Ni panégyrique à la mémoire de…, ni glauquerie pour voyeurs en mal du grand frisson par procuration (c’est à ce moment-là de l’histoire que je dois avouer que je n’ai jamais été fasciné par la mythologie liée à la drogue) , Pieces Of My Life est une œuvre intime et touchante, qui ne cache rien — et surtout pas la traversée du désert entre 1994 et 2004 – et s’adresse autant aux fans qu’aux béotiens.
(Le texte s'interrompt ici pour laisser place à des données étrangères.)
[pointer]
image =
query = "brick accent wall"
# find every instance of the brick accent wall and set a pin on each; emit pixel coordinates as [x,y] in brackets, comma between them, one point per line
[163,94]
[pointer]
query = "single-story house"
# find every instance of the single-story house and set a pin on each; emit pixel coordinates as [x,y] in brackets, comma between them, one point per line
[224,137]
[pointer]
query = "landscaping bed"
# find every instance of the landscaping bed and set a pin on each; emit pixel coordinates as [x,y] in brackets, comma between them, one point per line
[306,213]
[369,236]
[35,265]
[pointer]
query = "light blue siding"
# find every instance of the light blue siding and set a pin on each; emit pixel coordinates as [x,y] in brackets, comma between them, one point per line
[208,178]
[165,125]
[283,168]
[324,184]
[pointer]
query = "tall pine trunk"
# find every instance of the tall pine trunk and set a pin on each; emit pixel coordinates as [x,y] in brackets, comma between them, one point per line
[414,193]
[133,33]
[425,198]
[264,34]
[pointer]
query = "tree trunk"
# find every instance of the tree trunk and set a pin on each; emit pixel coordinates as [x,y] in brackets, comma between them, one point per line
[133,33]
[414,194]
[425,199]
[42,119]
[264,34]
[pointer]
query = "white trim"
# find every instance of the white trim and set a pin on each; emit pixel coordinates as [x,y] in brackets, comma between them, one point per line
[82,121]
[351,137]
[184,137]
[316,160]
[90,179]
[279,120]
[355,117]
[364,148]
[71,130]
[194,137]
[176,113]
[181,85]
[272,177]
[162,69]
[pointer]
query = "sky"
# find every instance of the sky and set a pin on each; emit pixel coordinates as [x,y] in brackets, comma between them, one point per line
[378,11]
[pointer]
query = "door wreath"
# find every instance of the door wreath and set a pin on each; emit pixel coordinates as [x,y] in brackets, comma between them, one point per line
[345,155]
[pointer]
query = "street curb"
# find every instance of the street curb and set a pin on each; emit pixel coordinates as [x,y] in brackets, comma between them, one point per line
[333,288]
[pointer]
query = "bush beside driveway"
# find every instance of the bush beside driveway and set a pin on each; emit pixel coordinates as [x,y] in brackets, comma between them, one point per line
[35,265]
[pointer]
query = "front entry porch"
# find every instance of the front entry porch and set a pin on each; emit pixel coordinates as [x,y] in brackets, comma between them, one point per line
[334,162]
On y (re)découvre un Darc grandiloquent, auquel on préfère le Daniel resté enfant — il faut le voir littéralement hypnotisé à une lecture d’Allen Ginsberg ou excité comme un gamin le jour de Noël parce qu’il voit dans la vitrine d’une librairie une biographie de l’un de ses héros, Johnny Cash. On est épaté par son érudition, amusé par ces sophismes dont il raffolait – Betzounis, encore lui, confirme ce toc. Alors, lorsque le film s’achève sur une dernière mise en abîme – l’homme virevolte maladroitement devant un écran où est projetée une image de lui-même – , il faut se rendre à l’évidence : la vie de Daniel Darc, né Rozoum, est à ce point invraisemblable qu’aucun scénariste ni écrivain n’auraient osé l’imaginer. Et pourtant, lui l’a bel et bien vécue.